La vie en noir


Les yeux collés, perdus dans le vague, entrouverts, tandis que la lumière faiblissait et autour de moi de vagues lueurs bleutées perçaient mollement le rideau.

J’avais du mal à saisir cet instant, à l’accrocher à mes doigts gourds. C’est d’ailleurs toujours un peu comme ça, comme les bulles de savon que l’on souffle gamin.

Moi,

ça me fait toujours un peu ça,

comme un soulagement,

comme un « t’as encore pu sauver  ta peau, hein » qui traîne, glisse et me nargue jusqu’à la fois suivante.

Oui, souvent, c’est comme cela que je me retrouve. Le coeur au bord des lèvres et les yeux engourdis d’incompréhension. Peu avant je voyais, j’errai dans un monde pétri d’ombres jaunes, hachuré de rouge, d’ocre et encore d’ombres grisâtres. Ce jour-là, c’était peut-être dans une vague grange à l’odeur de feu de bois. Ce genre de feu qui dévaste tout. Oui, c’est ça… Une grange avec un grenier à l’intérieur, éclairée comme un soir de Noël.  Je m’étais retranchée derrière une des ses poutres.

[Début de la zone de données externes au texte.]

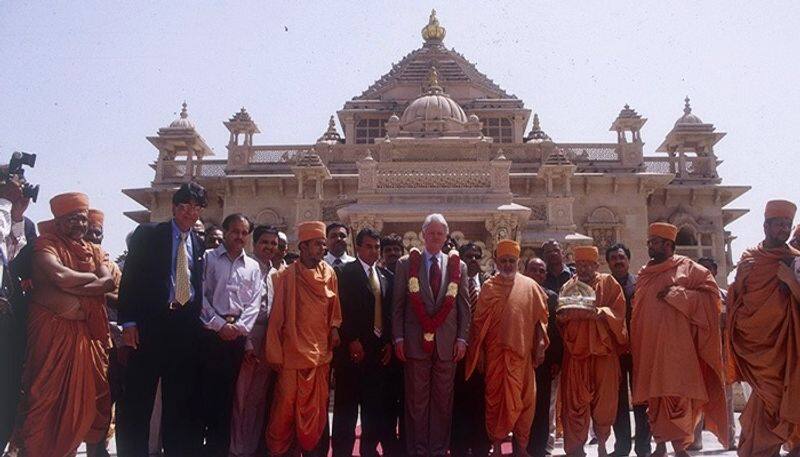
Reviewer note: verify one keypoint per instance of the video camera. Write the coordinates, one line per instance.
(14, 171)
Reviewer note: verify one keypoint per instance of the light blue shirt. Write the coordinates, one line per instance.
(176, 241)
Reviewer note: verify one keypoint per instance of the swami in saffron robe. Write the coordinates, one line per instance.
(764, 332)
(676, 347)
(590, 372)
(509, 316)
(305, 309)
(66, 398)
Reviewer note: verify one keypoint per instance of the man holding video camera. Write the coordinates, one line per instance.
(13, 204)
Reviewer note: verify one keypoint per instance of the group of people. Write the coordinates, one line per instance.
(241, 351)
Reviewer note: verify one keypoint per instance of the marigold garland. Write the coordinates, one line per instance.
(428, 322)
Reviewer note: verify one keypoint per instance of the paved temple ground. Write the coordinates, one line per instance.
(710, 446)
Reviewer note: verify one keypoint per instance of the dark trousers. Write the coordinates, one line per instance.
(540, 428)
(361, 386)
(429, 405)
(622, 425)
(395, 401)
(469, 416)
(169, 350)
(219, 368)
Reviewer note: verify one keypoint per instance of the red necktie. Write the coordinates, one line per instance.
(435, 277)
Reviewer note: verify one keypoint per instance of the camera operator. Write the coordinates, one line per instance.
(12, 329)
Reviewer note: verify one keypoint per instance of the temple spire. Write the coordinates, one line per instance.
(433, 33)
(433, 82)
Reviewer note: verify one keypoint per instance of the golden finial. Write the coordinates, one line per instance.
(433, 82)
(433, 32)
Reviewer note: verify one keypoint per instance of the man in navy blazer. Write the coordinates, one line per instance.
(160, 299)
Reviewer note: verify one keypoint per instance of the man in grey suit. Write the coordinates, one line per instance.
(429, 375)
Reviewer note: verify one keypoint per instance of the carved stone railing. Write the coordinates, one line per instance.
(173, 171)
(684, 168)
(280, 154)
(431, 176)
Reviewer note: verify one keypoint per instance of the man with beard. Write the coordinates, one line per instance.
(593, 340)
(469, 424)
(547, 372)
(302, 333)
(213, 237)
(66, 399)
(618, 258)
(233, 287)
(764, 326)
(509, 340)
(253, 386)
(361, 363)
(675, 344)
(337, 245)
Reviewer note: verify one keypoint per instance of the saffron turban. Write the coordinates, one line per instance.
(780, 208)
(46, 227)
(68, 203)
(96, 217)
(663, 230)
(507, 248)
(310, 230)
(585, 253)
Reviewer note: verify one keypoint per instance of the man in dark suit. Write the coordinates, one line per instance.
(361, 362)
(469, 409)
(160, 299)
(539, 444)
(430, 355)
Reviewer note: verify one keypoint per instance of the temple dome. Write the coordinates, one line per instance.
(183, 121)
(433, 106)
(688, 117)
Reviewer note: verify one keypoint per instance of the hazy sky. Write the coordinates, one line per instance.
(83, 83)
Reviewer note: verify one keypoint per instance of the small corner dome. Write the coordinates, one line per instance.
(183, 121)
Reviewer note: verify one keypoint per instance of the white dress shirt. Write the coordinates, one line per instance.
(12, 235)
(231, 288)
(330, 259)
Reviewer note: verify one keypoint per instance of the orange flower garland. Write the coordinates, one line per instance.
(430, 323)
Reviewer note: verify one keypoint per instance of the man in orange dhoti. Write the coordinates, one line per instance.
(593, 340)
(66, 396)
(302, 332)
(676, 345)
(510, 336)
(764, 332)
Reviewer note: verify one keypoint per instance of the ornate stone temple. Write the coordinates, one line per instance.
(436, 135)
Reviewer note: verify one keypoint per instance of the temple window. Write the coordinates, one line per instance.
(369, 130)
(499, 129)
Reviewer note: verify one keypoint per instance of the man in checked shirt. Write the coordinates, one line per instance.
(233, 286)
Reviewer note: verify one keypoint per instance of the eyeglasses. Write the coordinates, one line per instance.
(190, 207)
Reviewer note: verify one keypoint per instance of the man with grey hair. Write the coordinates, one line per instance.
(430, 329)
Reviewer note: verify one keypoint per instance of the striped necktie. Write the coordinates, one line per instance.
(375, 285)
(473, 293)
(182, 283)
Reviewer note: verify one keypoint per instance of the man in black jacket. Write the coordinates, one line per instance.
(361, 362)
(160, 299)
(540, 444)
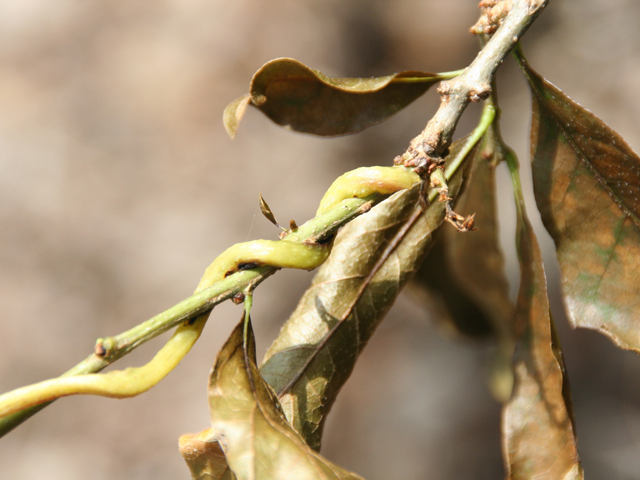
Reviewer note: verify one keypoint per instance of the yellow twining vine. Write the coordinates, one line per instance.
(129, 382)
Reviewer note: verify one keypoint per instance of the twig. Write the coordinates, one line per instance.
(472, 86)
(110, 349)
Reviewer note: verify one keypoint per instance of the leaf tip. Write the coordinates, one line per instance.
(233, 114)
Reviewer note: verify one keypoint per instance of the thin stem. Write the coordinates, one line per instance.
(439, 76)
(110, 349)
(471, 86)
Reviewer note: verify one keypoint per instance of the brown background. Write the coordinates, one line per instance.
(118, 186)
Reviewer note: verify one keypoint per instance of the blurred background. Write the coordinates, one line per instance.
(118, 186)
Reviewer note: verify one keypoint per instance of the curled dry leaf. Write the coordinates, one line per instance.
(587, 188)
(257, 440)
(305, 100)
(267, 212)
(204, 456)
(317, 348)
(539, 439)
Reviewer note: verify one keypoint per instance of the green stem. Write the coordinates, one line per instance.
(111, 349)
(438, 76)
(486, 119)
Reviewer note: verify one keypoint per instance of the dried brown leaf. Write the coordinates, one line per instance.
(305, 100)
(320, 343)
(233, 114)
(267, 212)
(539, 439)
(204, 456)
(246, 417)
(587, 188)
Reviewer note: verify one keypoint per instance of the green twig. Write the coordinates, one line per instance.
(110, 349)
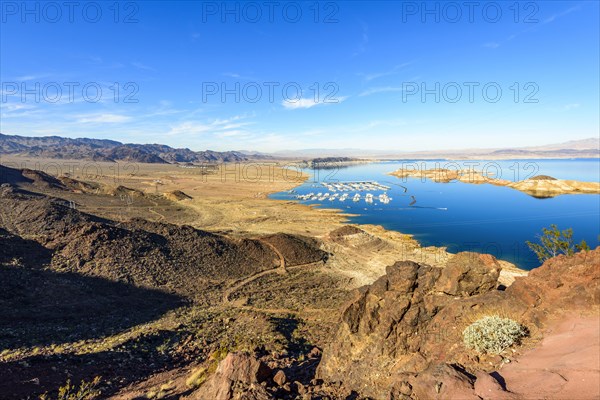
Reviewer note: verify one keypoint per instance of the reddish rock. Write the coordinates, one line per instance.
(237, 376)
(280, 378)
(405, 330)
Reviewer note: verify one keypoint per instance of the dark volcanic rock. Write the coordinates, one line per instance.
(401, 337)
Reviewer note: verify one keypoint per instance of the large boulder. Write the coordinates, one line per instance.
(401, 337)
(467, 274)
(238, 376)
(387, 329)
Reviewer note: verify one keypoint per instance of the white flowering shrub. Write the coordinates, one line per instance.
(493, 334)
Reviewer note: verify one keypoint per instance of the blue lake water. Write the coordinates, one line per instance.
(468, 217)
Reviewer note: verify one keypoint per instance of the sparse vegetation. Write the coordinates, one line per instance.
(85, 391)
(493, 334)
(555, 242)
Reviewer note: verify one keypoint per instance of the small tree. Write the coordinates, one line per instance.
(555, 242)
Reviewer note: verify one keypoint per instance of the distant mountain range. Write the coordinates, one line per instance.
(110, 150)
(585, 148)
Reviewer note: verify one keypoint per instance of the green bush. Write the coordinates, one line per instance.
(493, 334)
(554, 242)
(85, 391)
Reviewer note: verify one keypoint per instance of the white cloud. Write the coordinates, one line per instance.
(393, 71)
(492, 45)
(143, 66)
(309, 103)
(383, 89)
(217, 125)
(102, 118)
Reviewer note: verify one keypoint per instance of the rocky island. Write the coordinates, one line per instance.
(540, 186)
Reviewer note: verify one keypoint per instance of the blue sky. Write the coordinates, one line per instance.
(354, 73)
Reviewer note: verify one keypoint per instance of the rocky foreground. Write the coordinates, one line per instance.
(401, 338)
(541, 186)
(159, 310)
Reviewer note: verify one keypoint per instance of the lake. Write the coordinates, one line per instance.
(467, 217)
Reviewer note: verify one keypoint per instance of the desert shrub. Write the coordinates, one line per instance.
(493, 334)
(85, 391)
(554, 242)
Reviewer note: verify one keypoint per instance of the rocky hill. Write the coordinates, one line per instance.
(401, 338)
(110, 150)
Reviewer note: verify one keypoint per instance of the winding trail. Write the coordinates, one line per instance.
(282, 270)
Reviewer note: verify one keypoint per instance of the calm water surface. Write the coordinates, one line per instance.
(462, 216)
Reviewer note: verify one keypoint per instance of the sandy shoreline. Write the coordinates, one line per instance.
(234, 199)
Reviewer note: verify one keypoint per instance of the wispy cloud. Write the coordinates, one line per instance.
(393, 71)
(571, 106)
(384, 89)
(309, 102)
(102, 118)
(491, 45)
(143, 67)
(235, 75)
(364, 40)
(215, 126)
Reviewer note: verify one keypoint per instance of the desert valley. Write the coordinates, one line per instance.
(299, 200)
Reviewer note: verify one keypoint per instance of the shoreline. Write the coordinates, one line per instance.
(509, 270)
(244, 208)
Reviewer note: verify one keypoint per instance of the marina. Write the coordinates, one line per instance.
(341, 191)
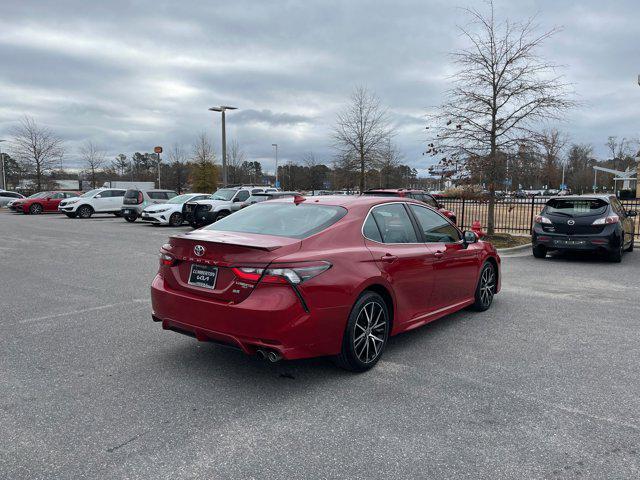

Respiration bloquée. Souffle forcément coupé.

Encore fallait-il que je trouve une sortie, une issue. Une sortie de secours. Seul le bois se consumait et s’effondrait par endroits en bruits sourds. Une sensation brutale, sourde. Une chaleur insoutenable et moi qui me répétait : « faut qu’ je me tire, que j’ trouve quelque chose ».

Mais avant toutes choses,

il fallait

qu’il ne me retrouve pas.

Lui, je l’entendais comme un souffle brûlant, se déplacer quelque part dans ce lieu à l’abandon. Je ne savais pas bien même comment j’avais pu atterrir là. J’entendais ces frôlements d’ailes que je prenais pour les battements déplacés de mon coeur. Tout-à-coup, une poutre s’effondra et je poussai un long cri sourd de peur. La peur d’être àde nouveau  rattrapée, prise, piégée, enfermée, cloîtrée, que sais-je. Mon coeur, mon coeur au bord des lèvres me rattrapait. Et l’horreur, l’horreur avait surgi avec son cortège de chaînes, d’alarmes, d’hurlements indescents et d’ombres.

Des ombres de moi-même.

Un peu auparavant, j’avais senti sa main enserrer ma gorge doucement presque tendrement,presque en la caressant et j’avais hurlé, je avais époumoné  mon âme, à coups de grands cris si inhumains qu’il n’en restait  plus assez, plus de cri dans ma voix, plus de cordes vocales.

Le rien.

L’effroi.

Et chaque nuit, on recommence, moi, la recherche désespérée de l’échappatoire, de ma voix, lui et son théâtre d’horreurs que je tais au matin, vaguement ailleurs. Chaque nuit je les retrouve : ce monde enfoui, cet autre moi-même et ces fantômes que je pensais avoir emmurés.